Assassino que saiu do presídio um dia antes mata casal a golpes brutais em Carmo do Cajuru

A madrugada desta quarta-feira (24) foi marcada por um crime bárbaro na comunidade de Santo Antônio da Serra, zona rural de Carmo do Cajuru, no Centro-Oeste de Minas Gerais. Um homem de 65 anos e sua esposa, de 31 anos, foram assassinados dentro de um sítio onde moravam. O autor do duplo homicídio, de 33 anos, é parente da vítima feminina e havia deixado o presídio Floramar, em Divinópolis, apenas um dia antes.
Segundo a Polícia Militar, o assassino surpreendeu o casal por volta das 3h. Armado com um pedaço de madeira, ele iniciou uma luta corporal com o homem, golpeou violentamente as duas vítimas e, em seguida, ateou fogo em parte da casa antes de fugir. A brutalidade do ataque deixou a cena repleta de marcas de violência e destruição.
Testemunhas relataram que o assassino já possuía histórico de desentendimentos com o casal. A suspeita inicial é de que uma desavença pessoal tenha motivado o crime. O autor tem uma extensa ficha criminal, com passagens por tráfico de drogas, homicídio, furto, ameaça e uso de entorpecentes.
A Polícia Militar foi acionada imediatamente, mas ao chegar ao sítio encontrou o casal já sem vida. Equipes da perícia técnica da Polícia Civil compareceram ao local, recolheram vestígios e encaminharam os corpos para o Instituto Médico Legal (IML) de Divinópolis.

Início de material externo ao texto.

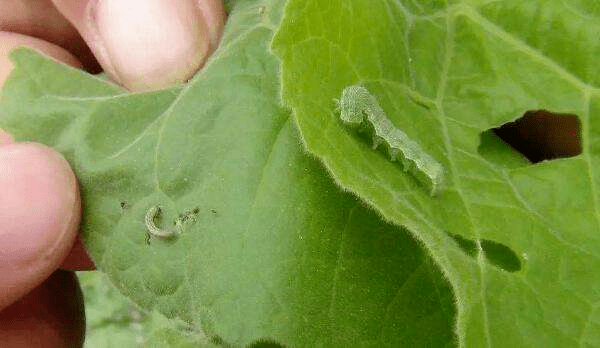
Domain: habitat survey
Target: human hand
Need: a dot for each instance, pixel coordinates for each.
(142, 45)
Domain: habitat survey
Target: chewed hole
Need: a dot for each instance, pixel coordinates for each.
(538, 135)
(495, 253)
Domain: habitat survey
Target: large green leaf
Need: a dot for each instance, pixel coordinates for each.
(271, 248)
(519, 243)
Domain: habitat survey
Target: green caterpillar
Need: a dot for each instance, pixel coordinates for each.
(358, 108)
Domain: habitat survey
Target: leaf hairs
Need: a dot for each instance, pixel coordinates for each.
(358, 108)
(151, 215)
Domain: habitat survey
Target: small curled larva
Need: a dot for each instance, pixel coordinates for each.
(151, 215)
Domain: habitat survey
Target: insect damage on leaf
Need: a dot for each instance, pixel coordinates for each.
(359, 108)
(153, 230)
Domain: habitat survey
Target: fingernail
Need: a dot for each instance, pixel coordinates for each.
(149, 44)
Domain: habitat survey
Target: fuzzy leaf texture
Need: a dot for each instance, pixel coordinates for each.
(271, 250)
(518, 242)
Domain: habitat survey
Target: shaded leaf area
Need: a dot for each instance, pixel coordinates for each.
(445, 73)
(275, 251)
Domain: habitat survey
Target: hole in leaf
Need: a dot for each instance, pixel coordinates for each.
(265, 343)
(538, 135)
(495, 253)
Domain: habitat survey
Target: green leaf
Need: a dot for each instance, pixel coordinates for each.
(271, 248)
(519, 244)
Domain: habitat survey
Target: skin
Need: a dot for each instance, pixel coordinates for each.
(40, 206)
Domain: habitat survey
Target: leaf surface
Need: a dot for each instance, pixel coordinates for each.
(271, 248)
(518, 242)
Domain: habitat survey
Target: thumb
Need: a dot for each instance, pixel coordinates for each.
(148, 44)
(39, 216)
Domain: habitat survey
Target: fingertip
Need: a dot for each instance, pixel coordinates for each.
(39, 216)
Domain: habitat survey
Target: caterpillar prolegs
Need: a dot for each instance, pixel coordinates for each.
(359, 109)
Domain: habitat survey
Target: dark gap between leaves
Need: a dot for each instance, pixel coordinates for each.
(537, 136)
(495, 253)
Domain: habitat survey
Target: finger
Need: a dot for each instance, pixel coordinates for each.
(52, 315)
(149, 44)
(78, 258)
(40, 19)
(10, 41)
(39, 216)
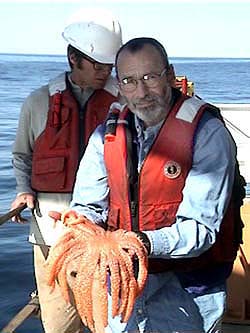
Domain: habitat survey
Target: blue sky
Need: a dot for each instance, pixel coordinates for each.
(194, 28)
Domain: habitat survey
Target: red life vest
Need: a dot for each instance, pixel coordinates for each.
(160, 184)
(56, 151)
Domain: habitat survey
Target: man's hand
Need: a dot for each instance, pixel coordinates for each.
(21, 199)
(56, 216)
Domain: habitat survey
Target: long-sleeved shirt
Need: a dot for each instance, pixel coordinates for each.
(165, 306)
(205, 196)
(32, 122)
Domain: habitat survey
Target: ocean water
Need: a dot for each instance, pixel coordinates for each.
(216, 80)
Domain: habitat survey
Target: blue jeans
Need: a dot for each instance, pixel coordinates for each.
(165, 307)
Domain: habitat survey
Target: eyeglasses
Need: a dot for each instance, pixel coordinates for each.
(150, 80)
(97, 65)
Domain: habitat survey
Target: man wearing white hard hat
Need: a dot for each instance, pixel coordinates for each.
(55, 123)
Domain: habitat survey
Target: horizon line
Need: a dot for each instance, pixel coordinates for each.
(170, 57)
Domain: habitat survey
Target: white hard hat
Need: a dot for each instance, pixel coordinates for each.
(95, 33)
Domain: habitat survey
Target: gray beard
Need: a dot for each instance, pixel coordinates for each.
(151, 116)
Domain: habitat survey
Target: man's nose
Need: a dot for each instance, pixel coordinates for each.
(141, 89)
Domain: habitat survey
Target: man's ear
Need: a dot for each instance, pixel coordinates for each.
(72, 58)
(171, 76)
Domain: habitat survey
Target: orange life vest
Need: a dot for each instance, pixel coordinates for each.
(56, 151)
(160, 184)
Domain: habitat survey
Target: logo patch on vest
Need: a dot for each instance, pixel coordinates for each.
(172, 169)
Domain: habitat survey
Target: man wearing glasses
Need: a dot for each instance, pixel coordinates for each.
(166, 172)
(55, 123)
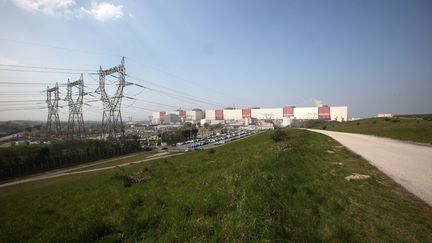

O incêndio provocado pelo assassino foi contido por vizinhos antes que se espalhasse por todo o imóvel. Moradores da região afirmaram que ouviram gritos e correram para ajudar, mas nada puderam fazer para salvar as vítimas. A ação rápida evitou que o fogo destruísse completamente a casa.
Até a manhã desta quarta-feira, o criminoso continuava foragido. A Polícia Militar intensificou o patrulhamento em Carmo do Cajuru e cidades vizinhas, utilizando viaturas e equipes especializadas para tentar localizar o assassino. Há indicativos de que ele pode ter fugido a pé pela zona rural, aproveitando o terreno de difícil acesso.
O crime gerou medo e indignação entre os moradores da comunidade, tradicionalmente pacata e marcada pela proximidade entre vizinhos. Muitos afirmaram que o casal era trabalhador e sem histórico de envolvimento em crimes. A brutalidade da execução reforçou o clima de revolta.
As autoridades reforçam que denúncias podem ser feitas de forma anônima pelo 181, o Disque Denúncia Unificado, ou diretamente às equipes policiais. A prioridade das forças de segurança é localizar o assassino e levá-lo de volta à prisão.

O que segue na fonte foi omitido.